Some excellent studies have shown the value gaming has in motor skills, perception and decision making. Dye, Shawn Green and Bavelier have spent a number of years continuously experimenting and improving on their research surrounding whether people’s ability to make decisions or perceive things is affected by games. The overwhelming result is that gaming does have a significant impact on certain skills. Of particular interest is the conclusion drawn that, from these experiments, the assumption can be made that skills learned during gaming are transferable … a critical issue in education and learning fields.
One area that is confirmed to be improved is the ability to pay attention (attentional capacity) during an activity. Gamers have a longer attention span and can focus better on a task and improved results (accuracy).

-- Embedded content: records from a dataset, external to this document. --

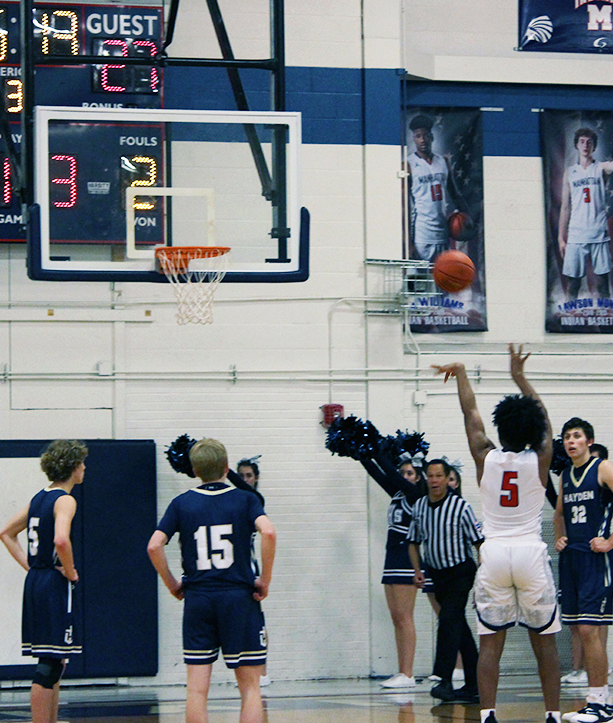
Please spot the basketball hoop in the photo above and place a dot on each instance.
(195, 273)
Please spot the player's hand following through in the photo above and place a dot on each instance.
(561, 543)
(449, 370)
(517, 359)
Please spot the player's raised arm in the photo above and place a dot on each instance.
(517, 361)
(9, 533)
(478, 441)
(269, 542)
(564, 219)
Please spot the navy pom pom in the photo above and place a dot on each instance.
(559, 459)
(351, 437)
(403, 443)
(178, 455)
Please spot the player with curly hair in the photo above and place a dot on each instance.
(514, 582)
(48, 620)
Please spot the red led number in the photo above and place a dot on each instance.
(511, 498)
(70, 181)
(6, 183)
(104, 75)
(153, 78)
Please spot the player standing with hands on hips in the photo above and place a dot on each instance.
(514, 582)
(48, 631)
(215, 522)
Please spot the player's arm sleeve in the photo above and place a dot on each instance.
(169, 524)
(550, 492)
(240, 484)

Most interestingly, the study didn’t just conclude that gaming improves visual attention skills. As a second experiment, participants were divided into groups to play two different games. One group played an ‘action game’ called Medal of Honor. The other group played Tetris. Both groups achieved better results on the tests than groups which didn’t play video games as a ‘training’ tool. Most interestingly, the participants who played Medal of Honor did better than the participants who played Tetris.
The study was able to conclude that 10 days of action game training is sufficient to increase visual attention capacities. Further, action video game playing pushes the limits of different areas of visual attention. The researchers argue that the nature of games and the inherent visual multitasking provides significant visual skill training.